Die Zuordnung von Flächen für Windkraftanlagen, ob sie zum landwirtschaftlichen Vermögen oder zum Grundvermögen gerechnet werden, stellt eine rechtliche Herausforderung dar. Diese Problematik wird besonders bei der Bewertung und Abgrenzung der Flächen deutlich, auf denen Windenergieanlagen errichtet werden.

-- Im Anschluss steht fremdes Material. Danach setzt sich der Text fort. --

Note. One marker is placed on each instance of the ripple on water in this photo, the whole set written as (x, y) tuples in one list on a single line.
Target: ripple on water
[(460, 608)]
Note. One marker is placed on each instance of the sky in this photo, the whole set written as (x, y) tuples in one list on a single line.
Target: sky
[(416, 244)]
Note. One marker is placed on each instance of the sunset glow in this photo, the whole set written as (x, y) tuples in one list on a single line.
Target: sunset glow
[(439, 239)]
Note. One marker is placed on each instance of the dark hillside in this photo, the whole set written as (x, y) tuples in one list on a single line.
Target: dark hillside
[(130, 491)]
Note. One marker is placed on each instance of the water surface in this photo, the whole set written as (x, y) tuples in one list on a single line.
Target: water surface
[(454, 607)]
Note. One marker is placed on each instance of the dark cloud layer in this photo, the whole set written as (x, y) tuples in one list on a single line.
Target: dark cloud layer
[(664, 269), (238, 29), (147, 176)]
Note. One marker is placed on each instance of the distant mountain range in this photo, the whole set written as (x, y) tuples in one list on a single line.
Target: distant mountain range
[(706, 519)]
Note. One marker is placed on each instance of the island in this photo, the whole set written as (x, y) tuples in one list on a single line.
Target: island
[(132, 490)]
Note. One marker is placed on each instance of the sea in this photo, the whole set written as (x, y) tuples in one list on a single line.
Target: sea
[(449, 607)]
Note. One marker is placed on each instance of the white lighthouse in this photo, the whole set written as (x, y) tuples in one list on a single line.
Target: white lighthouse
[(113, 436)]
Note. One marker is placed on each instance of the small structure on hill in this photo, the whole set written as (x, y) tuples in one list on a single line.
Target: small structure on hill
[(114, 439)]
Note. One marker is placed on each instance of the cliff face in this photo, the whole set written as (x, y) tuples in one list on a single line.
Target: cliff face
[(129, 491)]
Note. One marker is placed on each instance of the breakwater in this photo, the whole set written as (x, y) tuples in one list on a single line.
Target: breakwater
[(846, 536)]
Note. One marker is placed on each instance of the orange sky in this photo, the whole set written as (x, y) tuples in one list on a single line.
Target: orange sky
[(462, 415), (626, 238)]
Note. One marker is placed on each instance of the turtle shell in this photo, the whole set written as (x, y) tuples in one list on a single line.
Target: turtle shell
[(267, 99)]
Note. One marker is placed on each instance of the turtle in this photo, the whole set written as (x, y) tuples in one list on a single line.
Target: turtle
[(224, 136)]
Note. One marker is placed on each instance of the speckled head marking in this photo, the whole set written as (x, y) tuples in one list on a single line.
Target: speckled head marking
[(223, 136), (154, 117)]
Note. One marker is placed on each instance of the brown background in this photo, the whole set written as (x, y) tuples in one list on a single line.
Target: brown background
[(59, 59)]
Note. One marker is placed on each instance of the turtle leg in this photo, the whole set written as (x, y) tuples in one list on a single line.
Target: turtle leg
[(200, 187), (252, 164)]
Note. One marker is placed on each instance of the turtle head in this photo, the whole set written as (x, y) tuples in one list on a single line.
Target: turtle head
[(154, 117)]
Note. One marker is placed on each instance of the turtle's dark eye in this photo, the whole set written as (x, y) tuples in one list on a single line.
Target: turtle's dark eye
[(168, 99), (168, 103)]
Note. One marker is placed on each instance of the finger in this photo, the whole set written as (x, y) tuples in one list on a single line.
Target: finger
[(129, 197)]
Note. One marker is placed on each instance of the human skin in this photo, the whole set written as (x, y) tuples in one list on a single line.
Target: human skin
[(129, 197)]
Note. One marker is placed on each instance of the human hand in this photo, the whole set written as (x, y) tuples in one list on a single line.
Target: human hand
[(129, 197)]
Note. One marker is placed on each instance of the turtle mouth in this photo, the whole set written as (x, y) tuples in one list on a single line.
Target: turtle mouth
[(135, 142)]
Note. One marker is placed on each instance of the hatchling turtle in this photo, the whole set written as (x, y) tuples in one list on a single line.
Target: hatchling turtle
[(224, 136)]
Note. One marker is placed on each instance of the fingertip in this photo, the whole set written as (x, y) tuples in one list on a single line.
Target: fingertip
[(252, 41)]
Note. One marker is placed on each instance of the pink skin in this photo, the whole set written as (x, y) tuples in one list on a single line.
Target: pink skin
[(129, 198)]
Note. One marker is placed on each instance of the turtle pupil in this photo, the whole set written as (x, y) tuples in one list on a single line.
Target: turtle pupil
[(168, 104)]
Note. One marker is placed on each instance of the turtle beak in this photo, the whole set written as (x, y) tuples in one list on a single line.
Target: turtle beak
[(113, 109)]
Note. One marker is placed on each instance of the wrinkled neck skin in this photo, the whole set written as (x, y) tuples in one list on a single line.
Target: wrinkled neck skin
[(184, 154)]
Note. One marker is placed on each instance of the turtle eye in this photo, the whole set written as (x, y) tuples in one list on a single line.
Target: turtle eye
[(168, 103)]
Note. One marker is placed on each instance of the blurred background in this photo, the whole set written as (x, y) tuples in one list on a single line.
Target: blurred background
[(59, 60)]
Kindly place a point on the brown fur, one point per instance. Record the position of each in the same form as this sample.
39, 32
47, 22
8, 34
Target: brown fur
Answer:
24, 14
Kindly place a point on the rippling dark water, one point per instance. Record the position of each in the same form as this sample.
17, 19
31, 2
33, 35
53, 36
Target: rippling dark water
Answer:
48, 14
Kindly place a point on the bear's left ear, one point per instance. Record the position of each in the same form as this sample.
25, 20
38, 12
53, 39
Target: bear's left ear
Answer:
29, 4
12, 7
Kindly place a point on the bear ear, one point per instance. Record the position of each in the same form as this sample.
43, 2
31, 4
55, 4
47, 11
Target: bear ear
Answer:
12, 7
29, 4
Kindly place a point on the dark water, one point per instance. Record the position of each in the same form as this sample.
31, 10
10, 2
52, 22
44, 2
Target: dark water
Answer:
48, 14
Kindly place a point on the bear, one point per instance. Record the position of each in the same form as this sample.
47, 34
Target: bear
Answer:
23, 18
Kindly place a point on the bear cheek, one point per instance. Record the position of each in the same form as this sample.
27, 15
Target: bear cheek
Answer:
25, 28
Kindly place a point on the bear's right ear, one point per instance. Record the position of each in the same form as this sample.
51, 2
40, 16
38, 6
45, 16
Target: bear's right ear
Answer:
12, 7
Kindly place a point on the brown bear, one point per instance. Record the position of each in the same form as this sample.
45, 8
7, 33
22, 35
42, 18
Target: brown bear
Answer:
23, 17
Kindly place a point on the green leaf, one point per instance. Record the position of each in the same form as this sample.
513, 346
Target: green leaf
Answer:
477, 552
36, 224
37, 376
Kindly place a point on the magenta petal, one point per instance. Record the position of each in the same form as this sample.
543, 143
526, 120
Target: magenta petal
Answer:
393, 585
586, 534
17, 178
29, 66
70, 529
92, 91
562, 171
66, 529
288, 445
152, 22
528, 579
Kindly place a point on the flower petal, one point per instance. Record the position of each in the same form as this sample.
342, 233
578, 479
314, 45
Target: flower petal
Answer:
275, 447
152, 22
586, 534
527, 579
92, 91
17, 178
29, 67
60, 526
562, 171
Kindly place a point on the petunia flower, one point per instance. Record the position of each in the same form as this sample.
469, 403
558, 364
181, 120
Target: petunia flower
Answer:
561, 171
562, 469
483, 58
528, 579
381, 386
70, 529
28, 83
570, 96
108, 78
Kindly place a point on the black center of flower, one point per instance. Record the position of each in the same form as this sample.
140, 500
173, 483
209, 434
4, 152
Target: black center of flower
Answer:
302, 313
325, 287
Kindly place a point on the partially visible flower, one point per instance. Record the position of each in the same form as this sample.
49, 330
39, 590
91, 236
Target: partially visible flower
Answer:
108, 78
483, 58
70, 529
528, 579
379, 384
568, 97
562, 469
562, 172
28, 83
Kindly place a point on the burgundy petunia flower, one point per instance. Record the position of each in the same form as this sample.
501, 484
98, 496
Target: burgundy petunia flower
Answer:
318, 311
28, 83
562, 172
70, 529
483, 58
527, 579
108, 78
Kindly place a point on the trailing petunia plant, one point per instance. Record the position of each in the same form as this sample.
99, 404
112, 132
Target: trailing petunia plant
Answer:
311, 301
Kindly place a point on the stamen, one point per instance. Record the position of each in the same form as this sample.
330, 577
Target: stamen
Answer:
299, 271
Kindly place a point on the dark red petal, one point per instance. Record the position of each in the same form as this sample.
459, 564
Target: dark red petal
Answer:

So hat ein Landwirt beispielsweise Teile seiner Ackerflächen für die Dauer von 20 Jahren für den Bau und Betrieb einer Windenergieanlage verpachtet. Die Flächen, die für die Errichtung der Anlagenfundamente notwendig sind, befinden sich mitten in seinen bewirtschafteten Gebieten. Überdies erfolgt die Erschließung der Anlage über einen bestehenden Wirtschaftsweg, der auch den Zugang zu den Ackerflächen bietet.

Das Bundesfinanzministerium hat klargestellt, dass die Standortflächen von Windkraftanlagen, die sich in der Nähe von land- und forstwirtschaftlich genutzten Gebieten befinden, dem land- und forstwirtschaftlichen Vermögen zugeordnet werden sollen. Diese Regelung gilt insbesondere dann, wenn die angrenzenden Flächen landwirtschaftlich genutzt werden. Im Gegensatz dazu fallen Standortflächen in Gewerbegebieten unter das Grundvermögen.

Es existieren spezifische Richtlinien zur Abgrenzung des landwirtschaftlichen Vermögens. So umfasst die Standortfläche einer Windenergieanlage nicht nur die Fläche unter dem Turm selbst, sondern auch die bebauten Bereiche der Betriebsvorrichtungen sowie die dazugehörigen befestigten Zufahrtswege und weitere für den Betrieb notwendige Flächen.

Nach neuester Rechtsprechung müssen nur die eigentlichen Standortflächen der Windenergieanlagen, die für land- und forstwirtschaftliche Zwecke weitergenutzt werden, dem Grundvermögen zugeordnet werden. Eine Änderung in der Nutzung der Flächen ist erforderlich, um diese aus dem land- und forstwirtschaftlichen Vermögen herauszulösen und dem Grundvermögen zuzuordnen.

Die Thematik der Bewertung und Klassifizierung von Flächen für Windkraftanlagen ist somit ein komplexes Feld. Rechtsexperten raten, sich streng an die Vorgaben des Bundesfinanzministeriums zu halten, um rechtliche Schwierigkeiten zu vermeiden.